Gobind Singh, a follower of the pre-independence left leader Chandra Singh Garhwali, organized people in Raini against the ecosystem onslaught and formed bodies like Mahila Mandal. At the time there was an environmental convention at Stockholm based on which C. P. Bhatt took charge of the movement at places like Raini. There was a parallel movement at Mayali in Uttarkashi which was taken charge by Sunderlal Bahuguna. These ecosystem movements have been taking place, at least, since the late 1920s. The struggle at Rawain is an example. At the time the villagers formed something called as ‘Azad Panchayat’ for free and harmonious living in their ecosystems. This, however, was brutally suppressed. Even the editor of the local newspaper ‘Garhwali’, who wrote of the incident, was imprisoned. Then there were movements in the 1930s spearheaded by G. B. Pant. These were against the unjust Forest Act. Following the restriction of 1980 the Chipko movement could not rise again. The returns to people were bad. The apathy towards figures like Gaura Devi was demoralizing, at least at the local level. The present bent of the hill people towards the mainstream economy further reduces the chances of such struggles.
At this time there is a major migration taking place. Districts like Pauri and Almora are greatly affected by this. This will pose some serious economic dilemma in future. The diaspora floods cities like Dehradun, Rishikesh, Haldwani etc. It is very much necessary to provide people with means to stay on their lands. The need of the day is a concerned government intervention, for example by efficient use of MNREGA to provide the traditional populace with additional remunerations. But instead, the government tries to accommodate these large number of people in urban suburbs and other ideas like ‘Smart Cities’.
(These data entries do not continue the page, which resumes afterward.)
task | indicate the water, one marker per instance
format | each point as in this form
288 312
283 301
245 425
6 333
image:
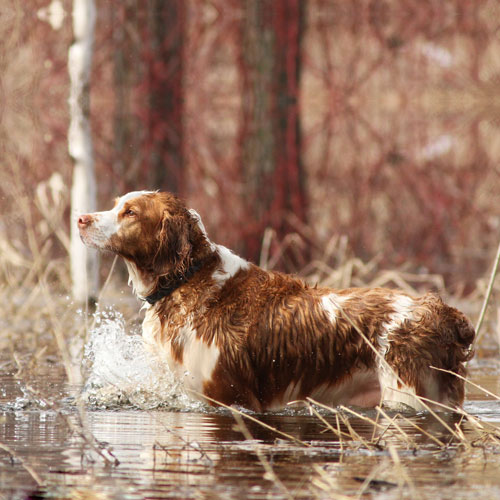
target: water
137 435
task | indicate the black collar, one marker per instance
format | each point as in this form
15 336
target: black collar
153 298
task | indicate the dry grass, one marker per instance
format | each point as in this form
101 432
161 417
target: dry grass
43 324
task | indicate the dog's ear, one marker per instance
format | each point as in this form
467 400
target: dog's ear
174 248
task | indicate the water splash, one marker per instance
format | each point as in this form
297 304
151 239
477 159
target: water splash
122 371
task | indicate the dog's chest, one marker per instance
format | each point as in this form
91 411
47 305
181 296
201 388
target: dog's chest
190 358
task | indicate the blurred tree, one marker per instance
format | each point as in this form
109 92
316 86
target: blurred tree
148 80
84 262
274 178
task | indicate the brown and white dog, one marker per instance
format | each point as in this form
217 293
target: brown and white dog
242 335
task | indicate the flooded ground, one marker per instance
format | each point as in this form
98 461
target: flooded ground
48 449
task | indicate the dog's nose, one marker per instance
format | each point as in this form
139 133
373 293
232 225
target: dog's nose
84 221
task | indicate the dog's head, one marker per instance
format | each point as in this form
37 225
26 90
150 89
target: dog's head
153 230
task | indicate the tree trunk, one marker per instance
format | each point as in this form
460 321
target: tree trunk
84 262
271 168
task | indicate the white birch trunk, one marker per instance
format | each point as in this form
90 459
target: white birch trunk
84 261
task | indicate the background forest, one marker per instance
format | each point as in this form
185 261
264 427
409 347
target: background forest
304 132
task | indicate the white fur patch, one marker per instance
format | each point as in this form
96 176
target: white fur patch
230 265
127 197
404 307
198 359
139 287
196 216
404 310
332 304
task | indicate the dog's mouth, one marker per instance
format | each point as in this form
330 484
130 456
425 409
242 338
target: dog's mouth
92 239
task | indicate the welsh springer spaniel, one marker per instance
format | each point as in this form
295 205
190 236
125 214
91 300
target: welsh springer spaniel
261 339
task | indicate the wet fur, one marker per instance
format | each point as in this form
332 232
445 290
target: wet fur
262 338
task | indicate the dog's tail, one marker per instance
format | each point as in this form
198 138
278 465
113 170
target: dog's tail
456 336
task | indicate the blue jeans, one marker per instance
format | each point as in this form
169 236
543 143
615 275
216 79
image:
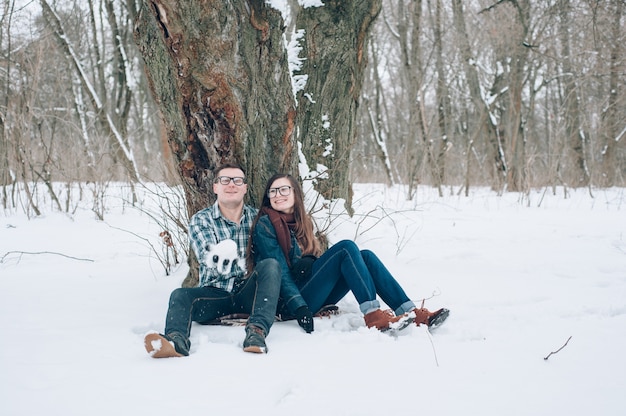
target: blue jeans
344 268
258 297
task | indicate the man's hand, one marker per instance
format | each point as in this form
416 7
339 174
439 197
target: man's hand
305 318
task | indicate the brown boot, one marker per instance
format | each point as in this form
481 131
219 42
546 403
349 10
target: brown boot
382 320
160 347
428 318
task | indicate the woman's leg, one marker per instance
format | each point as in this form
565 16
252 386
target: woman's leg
386 285
339 270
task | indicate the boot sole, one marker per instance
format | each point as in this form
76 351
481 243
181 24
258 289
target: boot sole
436 320
256 349
159 347
396 327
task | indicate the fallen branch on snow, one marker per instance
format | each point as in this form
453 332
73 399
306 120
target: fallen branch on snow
40 252
554 352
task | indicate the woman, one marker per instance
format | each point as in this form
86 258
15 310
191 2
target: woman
283 230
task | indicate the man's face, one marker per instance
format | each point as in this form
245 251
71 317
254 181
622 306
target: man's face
230 193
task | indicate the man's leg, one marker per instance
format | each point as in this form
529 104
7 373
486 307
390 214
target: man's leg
200 304
259 297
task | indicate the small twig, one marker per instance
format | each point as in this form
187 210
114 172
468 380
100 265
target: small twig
554 352
41 252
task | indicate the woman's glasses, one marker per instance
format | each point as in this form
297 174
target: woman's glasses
282 190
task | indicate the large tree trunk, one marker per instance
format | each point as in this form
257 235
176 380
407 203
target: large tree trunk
218 71
334 50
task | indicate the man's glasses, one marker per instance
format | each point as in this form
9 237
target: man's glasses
225 180
283 190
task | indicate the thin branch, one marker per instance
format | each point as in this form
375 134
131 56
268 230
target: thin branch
42 252
554 352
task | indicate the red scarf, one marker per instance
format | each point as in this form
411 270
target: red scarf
282 224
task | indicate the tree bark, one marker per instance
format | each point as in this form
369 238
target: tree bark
218 72
335 51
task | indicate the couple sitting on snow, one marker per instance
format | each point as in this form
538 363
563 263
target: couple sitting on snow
290 273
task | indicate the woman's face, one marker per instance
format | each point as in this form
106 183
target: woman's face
281 196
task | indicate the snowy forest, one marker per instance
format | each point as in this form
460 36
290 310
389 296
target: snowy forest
509 94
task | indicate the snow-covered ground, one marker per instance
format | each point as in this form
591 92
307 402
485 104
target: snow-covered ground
521 274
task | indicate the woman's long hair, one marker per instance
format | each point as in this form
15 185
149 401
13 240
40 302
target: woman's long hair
304 225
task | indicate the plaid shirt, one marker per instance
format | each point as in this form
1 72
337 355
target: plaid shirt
207 228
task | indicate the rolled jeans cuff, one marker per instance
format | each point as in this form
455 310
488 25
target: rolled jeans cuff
369 306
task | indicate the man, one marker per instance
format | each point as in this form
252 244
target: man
221 290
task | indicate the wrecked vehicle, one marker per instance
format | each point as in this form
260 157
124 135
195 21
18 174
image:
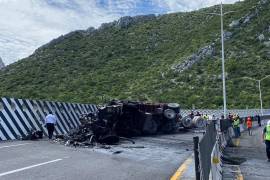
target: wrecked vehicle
126 119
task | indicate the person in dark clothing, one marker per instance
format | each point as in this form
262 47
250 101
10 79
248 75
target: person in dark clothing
50 121
266 139
259 120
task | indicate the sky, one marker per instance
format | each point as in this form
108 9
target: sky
26 25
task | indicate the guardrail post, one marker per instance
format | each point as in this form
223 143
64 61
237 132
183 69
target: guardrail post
196 157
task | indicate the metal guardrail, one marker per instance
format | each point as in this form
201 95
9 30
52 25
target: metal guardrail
205 147
219 112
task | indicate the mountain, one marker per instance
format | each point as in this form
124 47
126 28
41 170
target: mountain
166 58
2 65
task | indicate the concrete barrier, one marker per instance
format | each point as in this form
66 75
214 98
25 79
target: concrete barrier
19 116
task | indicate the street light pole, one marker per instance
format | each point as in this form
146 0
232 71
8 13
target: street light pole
259 83
222 56
260 96
223 63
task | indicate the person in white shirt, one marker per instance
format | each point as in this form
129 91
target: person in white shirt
50 121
Projects like ‘Run-of-the-river’ dams have severe environmental ramifications due to spilling of the debris down the slopes, but these have not yet dawned upon people fully. Climate change has not manifested itself at the micro-level in the hills where people see each year only as an exception to the normal trend. But it is evident in places like the Doon valley. Crop yields have dropped substantially.
Looking at the present artlessness of life in the hills, one cannot imagine a vibrant past. The spirit of struggle has probably ceded to the juggernaut of the larger economy. The larger economy can always target the concern of the indigenous. The drive for harmonious living of the hill people seems to have been compromised. However, climate change and environmental catastrophe are going to be of importance in the time to come.